Palestinian Talks With Israel OK'd

Palestinian Authority President Mahmoud Abbas, also known as Abu Mazen, adjusts his glasses during a news conference, Monday, June 5, 2006. (AP Photo/Kevin Frayer) AP

Hamas officials on Tuesday gave Palestinian President Mahmoud Abbas the go-ahead for negotiations with Israel, a major shift in the militant Islamic group's position toward the Jewish state as it worked to end its international isolation.

As Palestinian officials pushed ahead with efforts to form a national unity government, an Israeli military court ordered the release of 19 Hamas officials — including Cabinet ministers and lawmakers — from an Israeli prison.

The men, arrested by Israel following the June 25 capture of Israeli Cpl. Gilad Shalit by Hamas-linked militants, will remain behind bars for several more days pending an appeal by prosecutors.

Israeli officials said the court decision was not meant to reward Hamas for its moves toward moderation.

"I don't think that right now we would be making gestures of goodwill for the Hamas. We would be making gestures of goodwill to Abu Mazen," Israeli government spokeswoman Miri Eisin said, referring to the moderate Abbas by his nickname. Eisin said the courts were independent of the government.

In other developments:

  • Gunmen from the ruling Hamas movement ambushed an Israeli soldier at close range, as troops searched for weapons smuggling tunnels in Gaza, reports CBS News correspondent Robert Berger. It was the first Israeli fatality since Israel launched an ongoing offensive in Gaza more than two months ago. The offensive was sparked by the kidnapping of an Israeli soldier, who is still being held by Hamas gunmen in Gaza. So far, negotiations for a prisoner swap have failed to achieve results.

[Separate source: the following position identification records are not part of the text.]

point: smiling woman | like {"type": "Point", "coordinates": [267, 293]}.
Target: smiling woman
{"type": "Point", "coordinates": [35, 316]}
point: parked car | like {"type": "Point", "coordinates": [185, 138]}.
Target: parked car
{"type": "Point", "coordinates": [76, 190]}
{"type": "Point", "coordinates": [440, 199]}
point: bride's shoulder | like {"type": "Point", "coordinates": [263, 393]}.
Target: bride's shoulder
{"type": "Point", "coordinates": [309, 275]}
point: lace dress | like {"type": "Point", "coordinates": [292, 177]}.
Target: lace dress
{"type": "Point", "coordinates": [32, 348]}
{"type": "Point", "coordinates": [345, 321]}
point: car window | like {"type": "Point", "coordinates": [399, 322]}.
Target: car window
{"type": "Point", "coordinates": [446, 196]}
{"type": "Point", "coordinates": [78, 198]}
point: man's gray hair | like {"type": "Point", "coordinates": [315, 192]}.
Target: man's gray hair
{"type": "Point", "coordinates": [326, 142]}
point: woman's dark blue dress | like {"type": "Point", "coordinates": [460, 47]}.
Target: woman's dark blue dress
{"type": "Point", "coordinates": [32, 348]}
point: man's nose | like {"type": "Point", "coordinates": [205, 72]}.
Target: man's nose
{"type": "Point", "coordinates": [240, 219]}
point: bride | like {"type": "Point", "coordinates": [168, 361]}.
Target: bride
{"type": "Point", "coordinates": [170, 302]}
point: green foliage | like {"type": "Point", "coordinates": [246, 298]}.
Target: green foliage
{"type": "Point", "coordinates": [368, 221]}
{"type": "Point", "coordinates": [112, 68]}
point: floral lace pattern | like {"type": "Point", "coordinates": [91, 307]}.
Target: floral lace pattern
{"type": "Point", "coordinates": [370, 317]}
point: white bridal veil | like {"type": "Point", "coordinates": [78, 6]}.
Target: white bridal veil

  • Tanks, artillery trucks and other equipment for French peacekeepers rolled off a cargo ship Tuesday in Beirut to help them monitor a U.N.-brokered cease-fire between Israel and Hezbollah, a spokesman said. French forces were deploying throughout the week in Lebanon in an enhanced deployment for the 28-year-old U.N. peacekeeping force in the south of the country.

  • Hungary's parliament would be willing to back the deployment in Lebanon of a small contingent of doctors and border guards, lawmakers said Tuesday. Hungary has opposed sending troops to Lebanon because it already has reached its limit of around 1,000 soldiers available for international peacekeeping missions and because of the risk that troops in Lebanon could be involved in combat situations.

    Hamas, whose ideology calls for Israel's destruction, reached agreement Monday with Abbas' Fatah Party to form a unity government in an effort to end the financial crisis crippling the Palestinian economy. International donors cut off aid to the Palestinian Authority when Hamas formed its Cabinet six months ago. Hamas is listed as a terror group by Israel and the West.

    Israel says the new Palestinian government could be a positive development if it renounces violence and recognizes the Jewish state. But that's unlikely to happen, reports . Hamas officials say they won't recognize Israel, a state the group seeks to destroy. The new government's platform is based on a document which legitimizes attacks on Israeli soldiers and settlers in the West Bank. Israel says that's a non-starter.